U.S. is taking aim at U.N.

The United Nations is at death’s door. That’s not news; the U.N. always seems to be on the brink. This time, however, it’s our very own ambassador, John R. Bolton, who’s preparing to unplug the respirator.

After a senior official of the U.N. Secretariat gave a speech June 6 calling for more consistent and less hostile engagement from Washington, a furious Bolton predicted that the institution would suffer “grave harm” unless Secretary-General Kofi Annan “personally and publicly” repudiated his colleague’s remarks. Annan, to his credit, refused.

We have, of course, been here before.

During the late 1990s, congressional conservatives led by Sen.
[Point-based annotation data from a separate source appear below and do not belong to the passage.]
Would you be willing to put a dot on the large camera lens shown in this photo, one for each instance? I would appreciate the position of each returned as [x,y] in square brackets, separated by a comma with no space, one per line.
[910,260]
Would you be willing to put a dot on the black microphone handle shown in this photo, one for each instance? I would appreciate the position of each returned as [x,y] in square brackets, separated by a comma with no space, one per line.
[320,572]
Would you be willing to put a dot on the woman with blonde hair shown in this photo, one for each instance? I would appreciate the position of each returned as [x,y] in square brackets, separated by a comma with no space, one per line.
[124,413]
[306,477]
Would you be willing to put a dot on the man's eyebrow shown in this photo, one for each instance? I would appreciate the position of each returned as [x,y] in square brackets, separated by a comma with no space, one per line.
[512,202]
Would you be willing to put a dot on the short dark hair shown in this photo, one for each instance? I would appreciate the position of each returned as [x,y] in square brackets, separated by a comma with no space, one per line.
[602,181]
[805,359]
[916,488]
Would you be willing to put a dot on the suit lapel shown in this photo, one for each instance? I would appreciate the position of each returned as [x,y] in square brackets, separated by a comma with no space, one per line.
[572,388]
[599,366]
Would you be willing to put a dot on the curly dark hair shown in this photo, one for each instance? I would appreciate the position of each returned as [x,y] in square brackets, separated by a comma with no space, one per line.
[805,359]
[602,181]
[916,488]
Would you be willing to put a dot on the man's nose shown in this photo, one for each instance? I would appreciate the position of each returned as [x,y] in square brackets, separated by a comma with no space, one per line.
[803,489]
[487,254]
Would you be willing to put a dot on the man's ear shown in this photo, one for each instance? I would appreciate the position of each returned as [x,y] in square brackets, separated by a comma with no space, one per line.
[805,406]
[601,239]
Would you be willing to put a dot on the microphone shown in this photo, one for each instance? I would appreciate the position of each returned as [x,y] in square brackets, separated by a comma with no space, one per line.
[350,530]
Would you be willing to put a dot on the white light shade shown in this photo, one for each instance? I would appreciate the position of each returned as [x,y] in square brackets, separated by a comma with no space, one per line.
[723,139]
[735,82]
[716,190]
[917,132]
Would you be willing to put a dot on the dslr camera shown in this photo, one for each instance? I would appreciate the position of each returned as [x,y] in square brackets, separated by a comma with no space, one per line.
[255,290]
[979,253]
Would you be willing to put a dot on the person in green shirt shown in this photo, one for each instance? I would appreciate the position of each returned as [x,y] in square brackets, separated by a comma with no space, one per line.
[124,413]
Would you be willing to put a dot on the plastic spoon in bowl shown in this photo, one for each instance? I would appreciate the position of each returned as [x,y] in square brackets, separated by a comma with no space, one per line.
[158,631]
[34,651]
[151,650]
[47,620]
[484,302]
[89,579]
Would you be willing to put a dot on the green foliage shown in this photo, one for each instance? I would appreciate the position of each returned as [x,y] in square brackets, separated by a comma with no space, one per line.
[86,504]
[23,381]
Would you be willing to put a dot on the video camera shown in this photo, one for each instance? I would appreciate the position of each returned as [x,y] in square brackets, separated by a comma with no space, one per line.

Jesse Helms, R-N.C., vowed to starve the United Nations unless it acceded to a long list of “reforms.” In September 2002, President Bush asserted that the United Nations would become “irrelevant” should it fail to join the United States in disarming Iraq.

You have to wonder why the United Nations is still in business.

The short answer is: Because the United States can’t do without it. I spent the period from June 2004 to September 2005 inside the United Nations while writing a book about it, and I was always struck by how much business the United States and the United Nations transacted with one another, and how routinely they did so. Crisis brewing in the Horn of Africa? Let’s bring in the State Department because only the United States can talk sense to both Ethiopians and Eritreans.

And the need ran both ways. In December 2004, with the right-wing press baying for Annan’s blood over the Iraq oil-for-food scandal, Condoleezza Rice, then Secretary of State-designate, met with Annan and thanked him profusely for organizing a peacekeeping force in Haiti and elections in Iraq, neither of which the White House could have done by itself.

This is, ironically, precisely the point that Mark Malloch Brown, deputy secretary-general, made in his now-notorious speech. Malloch Brown, who over the last year has absorbed tremendous abuse inside the United Nations for championing Washington’s point of view, accused the White House – but not only this White House – of practicing a “‘stealth’ diplomacy” that kept the American people in the dark about the U.N.’s day-to-day utility, because “to acknowledge an America reliant on international institutions is not perceived to be good politics at home.”

This formulation seems to me exactly right. Why else was Rice willing to generously thank Annan in private while remaining publicly mum as his career hung by a thread? The United Nations, as Malloch Brown also noted, is a cherished whipping boy for Fox News and its ilk. Why take on those who hold the whip in order to defend an organization with no constituency of its own?

This time around, the confrontation involves reforms, originally proposed by Annan himself, which would liberate the secretariat from the micro-management of the 191 members and allow the members to hold managers accountable for their performance. The United States is entirely on the right side of this issue. Third World nations, many of which seem to prefer micro-management to effectiveness, are blocking change.

Why are they so dug in? In part, Malloch Brown observed, because of the increasingly common view that “anything the United States supports must have a secret agenda aimed at either subordinating multilateral processes to Washington’s ends or weakening the institutions.”

I would put it less charitably: That view serves as the perfect pretext for Third World obstructionism.

In effect, a very real and troubling United Nations divide between developing and developed countries is being superimposed on a divide of Washington’s making – between the United States and everyone else. Of course, the U.S. will always stand apart at the United Nations; we are, as Madeleine Albright used to put it, “the indispensable nation.” But, in the past, we have accepted modest limits on our freedom of action as the cost of keeping everyone else embedded in multilateral institutions. Now we don’t. We “hold on to maximalist positions,” as Malloch Brown asserted, when we “could be finding middle ground.”

And now we are paying the price. The reform process has dissolved into an unsightly mess owing in part to deep differences among members over what the United Nations is for. But the United States’ dismal standing in world opinion has tempted otherwise moderate nations to play to the gallery at home by twisting the lion’s tail, and Washington’s grudging or uncompromising position on issues has almost invited defiance from others.

Lest anyone think that he was kidding, Bolton insinuated that the administration was prepared to withhold a portion of U.S. dues to the organization. Is that so – and all because a U.N. official had the moxie to criticize the White House?

In the past, Secretary of State Rice has quietly intervened to defuse crises provoked by her bellicose U.N. emissary. Will she do so this time? Or will she provide the definitive proof that Malloch Brown was right?